Nevertheless perhaps it would be better to put our supporting cast fighting, as we call in the video game trade, mini-bosses in the scene of combat versus the hurlyburly “some guy was knocked out, and this guy ran after that bad dude”. I don’t feel that any of these characters are in jeopardy - I feel like it’s a game of freeze-tag with much higher stakes. It’s an astounding display of kinetic energy, but there’s not a lot of dramatic depth associated therewith. See: Any Michael Bay film - actually don’t, just remember noise, and blowing stuff up.

Prophecy

The old nag of prophecy was trotted out in the last volume. groan Prophecy inevitably leads to narrative dissatisfaction; as my friend Roahn says, “Just who the hell is in charge here?”.

I have written extensively on this topic so this is a real sticking point for me.

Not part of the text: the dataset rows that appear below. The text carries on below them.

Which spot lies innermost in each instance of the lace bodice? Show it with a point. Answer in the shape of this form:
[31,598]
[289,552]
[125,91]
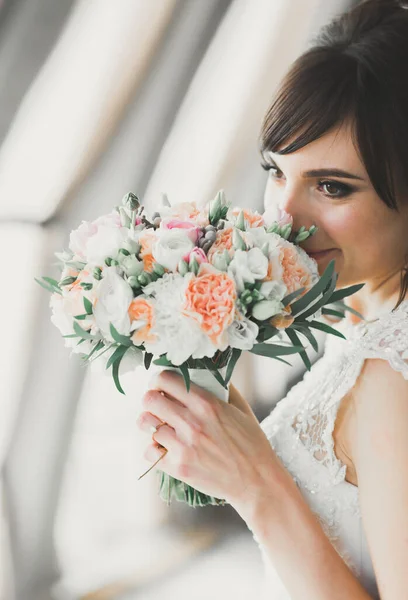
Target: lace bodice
[300,429]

Nevertheless, Dumbledore resolves, with all the skill of those Greek characters for whom prophecy was so irksome (and not infrequently lethal), that odd quality of prophecy which leads to the orobous-like loop of:

Is prophecy objectively true because it’s objectively true or is it true because someone chose to believe it, and if, when they chose to believe it, did it not do just as much as if the prophecy had been objectively true in the starting case

I’ll not detail its mechanics here because it’s one of the best bits of dialog in the series.

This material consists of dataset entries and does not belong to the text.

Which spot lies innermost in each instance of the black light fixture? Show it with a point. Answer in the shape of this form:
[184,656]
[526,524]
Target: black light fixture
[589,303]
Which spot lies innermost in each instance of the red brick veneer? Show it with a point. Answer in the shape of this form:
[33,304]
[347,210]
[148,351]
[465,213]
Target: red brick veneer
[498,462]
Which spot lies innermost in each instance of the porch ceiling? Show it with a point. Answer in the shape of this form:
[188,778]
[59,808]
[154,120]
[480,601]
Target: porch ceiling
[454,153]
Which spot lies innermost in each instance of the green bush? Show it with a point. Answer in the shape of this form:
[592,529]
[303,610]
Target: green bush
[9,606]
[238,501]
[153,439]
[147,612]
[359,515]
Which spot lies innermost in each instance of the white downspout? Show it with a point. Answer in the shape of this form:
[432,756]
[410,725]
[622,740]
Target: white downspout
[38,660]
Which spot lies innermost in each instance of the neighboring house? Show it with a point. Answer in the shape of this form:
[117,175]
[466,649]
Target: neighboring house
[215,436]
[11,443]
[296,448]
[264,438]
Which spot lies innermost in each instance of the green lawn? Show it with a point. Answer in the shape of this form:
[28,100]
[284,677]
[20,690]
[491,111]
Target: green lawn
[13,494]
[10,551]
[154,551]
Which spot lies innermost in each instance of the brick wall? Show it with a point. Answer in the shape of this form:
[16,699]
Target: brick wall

Tying loose ends, establishing the framework

This book goes a long way in explaining the mechanics of The Dark Lord: How can he rise again, what was up with unicorn blood in part 1, what’s up with the prophecy, what’s up with his fixation on HP. Ultimately Rowling is cleaning up house for the climax of the series in the next, and final, book: Harry’s final confrontation with The Dark Lord.

Harry gets lucky

No, no, not with Hermione or Ginny, Rowling voices one of my criticisms (as many others’): Harry is not particularly smart, not particularly gifted, he just seems damn lucky. This is voiced by the darkly-tinged Snape early on in the book. I regret that this criticism is not reversed, Harry doesn’t seem prone to study (Hermione is still his reference library bitch on this one), he doesn’t really seem to have learned from the last book to this one (in the previous he tried to learn a skill, he failed, it would have been helpful, not once during the summer did he brush up on it?), he just seems to mark time on the wall and avoid getting killed or worse, expelled, through dumb luck, dumb being the operative word.

Dumbledore steps up

The benevolent headmaster, all too often a mere plot device, gets developed as a character (although I would have liked to have seen more).

Well, I’m ready for book 7 a year or so from now. I hope they release some really cool leatherbound editions for all 7 some time. Wouldn’t be cool if they made big Magic Grimoire-looking books?